Comparative Evaluation of Radiomics and Deep Learning Models for Disease Detection in Chest Radiography

This study followed a multi-stage pipeline involving radiomics feature extraction and data preprocessing, model training, and evaluation. The workflow integrated both radiomics-based and deep learning-based approaches for multi-class classification of chest X-ray images. A visual overview of the methodology is provided in Fig. 1.

Fig. 1figure 1

Overview of workflow for this study. The workflow integrates radiomics and deep learning for X-ray analysis. It starts with X-ray preprocessing, followed by radiomics feature extraction. Feature selection (SelectKBest) and model training are performed, while deep learning models are trained separately. Finally, both approaches undergo model evaluation using performance metrics

Data Source

This study utilized a publicly available and comprehensive dataset of chest X-ray images, sourced from multiple repositories and compiled by a team of international researchers [26]. The dataset contains a total of 21,165 images categorized into four classes: 3616 images of patients diagnosed with COVID-19, 6,012 images of patients with lung opacity, 1345 images of patients with viral pneumonia, and 10,192 images of patients with no disease findings (Normal). The dataset is in the Portable Network Graphics (PNG) format with a resolution of 299 × 299 pixels and includes a posteroanterior view chest radiograph and its corresponding lung segmentation masks.

The full aggregated dataset was partitioned into training, validation, and testing subsets. A total of 344 samples per class were reserved for the test set using stratified sampling to ensure balanced representation across all four categories. This number was chosen based on the smallest class size (1345 samples), allowing up to 1000 samples to remain available for training. The remaining data was used to create training subsets of varying sizes (24, 48, 100, 248, 500, 1000, 2000, and 4000) using stratified sampling to preserve class distribution. A fivefold cross-validation strategy was employed, with each fold further split into 80% training and 20% validation.
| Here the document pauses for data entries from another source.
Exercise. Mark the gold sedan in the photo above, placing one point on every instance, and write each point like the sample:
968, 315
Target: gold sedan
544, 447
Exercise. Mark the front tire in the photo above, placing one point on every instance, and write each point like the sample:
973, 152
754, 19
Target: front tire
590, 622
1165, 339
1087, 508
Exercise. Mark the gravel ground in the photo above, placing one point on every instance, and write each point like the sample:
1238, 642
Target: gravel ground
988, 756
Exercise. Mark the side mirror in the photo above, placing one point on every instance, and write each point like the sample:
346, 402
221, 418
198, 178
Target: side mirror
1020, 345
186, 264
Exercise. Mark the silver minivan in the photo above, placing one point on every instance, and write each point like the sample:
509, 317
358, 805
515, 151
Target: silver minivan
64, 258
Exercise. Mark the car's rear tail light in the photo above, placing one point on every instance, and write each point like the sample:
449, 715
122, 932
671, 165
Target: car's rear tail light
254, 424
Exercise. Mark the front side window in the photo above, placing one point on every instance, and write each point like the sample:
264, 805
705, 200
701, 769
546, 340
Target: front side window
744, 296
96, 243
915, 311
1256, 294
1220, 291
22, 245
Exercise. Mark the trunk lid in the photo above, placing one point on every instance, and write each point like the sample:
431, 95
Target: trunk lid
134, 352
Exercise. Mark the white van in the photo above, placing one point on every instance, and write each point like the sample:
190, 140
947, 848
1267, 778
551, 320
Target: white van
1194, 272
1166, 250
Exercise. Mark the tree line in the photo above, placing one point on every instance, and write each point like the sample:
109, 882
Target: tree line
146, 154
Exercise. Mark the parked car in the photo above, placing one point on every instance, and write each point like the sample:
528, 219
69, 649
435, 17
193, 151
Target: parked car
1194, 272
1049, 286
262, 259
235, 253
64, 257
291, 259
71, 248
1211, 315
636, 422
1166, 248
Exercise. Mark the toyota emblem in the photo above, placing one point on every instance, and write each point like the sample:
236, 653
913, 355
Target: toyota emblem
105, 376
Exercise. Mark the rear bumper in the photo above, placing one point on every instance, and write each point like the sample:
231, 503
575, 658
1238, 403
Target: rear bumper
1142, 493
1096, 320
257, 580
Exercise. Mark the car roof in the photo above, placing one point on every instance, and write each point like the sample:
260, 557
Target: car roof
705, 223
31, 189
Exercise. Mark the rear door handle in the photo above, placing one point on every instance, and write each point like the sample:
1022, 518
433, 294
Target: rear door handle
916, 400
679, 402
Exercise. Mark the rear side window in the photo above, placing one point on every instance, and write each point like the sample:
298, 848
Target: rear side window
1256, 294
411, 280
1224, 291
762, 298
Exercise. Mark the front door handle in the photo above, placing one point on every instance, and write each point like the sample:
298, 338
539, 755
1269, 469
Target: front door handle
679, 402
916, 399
Radiomics Feature Extraction and Preprocessing

A pipeline was employed to prepare medical images and their corresponding lung segmentation masks for radiomics feature extraction, ensuring standardized model inputs. File paths were generated for each subject, systematically organizing image and mask files based on predefined directory structures. Using the SimpleITK [27] library, images and Masks were loaded, converted to grayscale if necessary, and rescaled to an intensity range of 0 to 255 using the RescaleIntensityImageFilter. Both images and Masks were cast to 8-bit unsigned integers to ensure compatibility with subsequent radiomics feature extraction processes. The mask was resampled to match the image size and spatial resolution using nearest-neighbor interpolation, ensuring consistent spatial dimensions and intensity values across inputs.

Radiomic features were extracted using PyRadiomics [28], encompassing both texture-based and intensity-based descriptors. To identify the most informative features for classification, we applied the SelectKBest method from Scikit-learn [29], which ranks features based on the F-values derived from Analysis of Variance (ANOVA). Features such as Gray Level Co-occurrence Matrix (GLCM) Cluster Shade and Cluster Tendency (which quantify texture heterogeneity), along with First-order Skewness and Interquartile Range (which describe intensity distribution), were among the highest-ranked based on their ANOVA F-scores. The data was normalized, and reference standard annotations (0 for normal, 1 for COVID, 2 for viral pneumonia, and 3 for lung opacity) were assigned to each class.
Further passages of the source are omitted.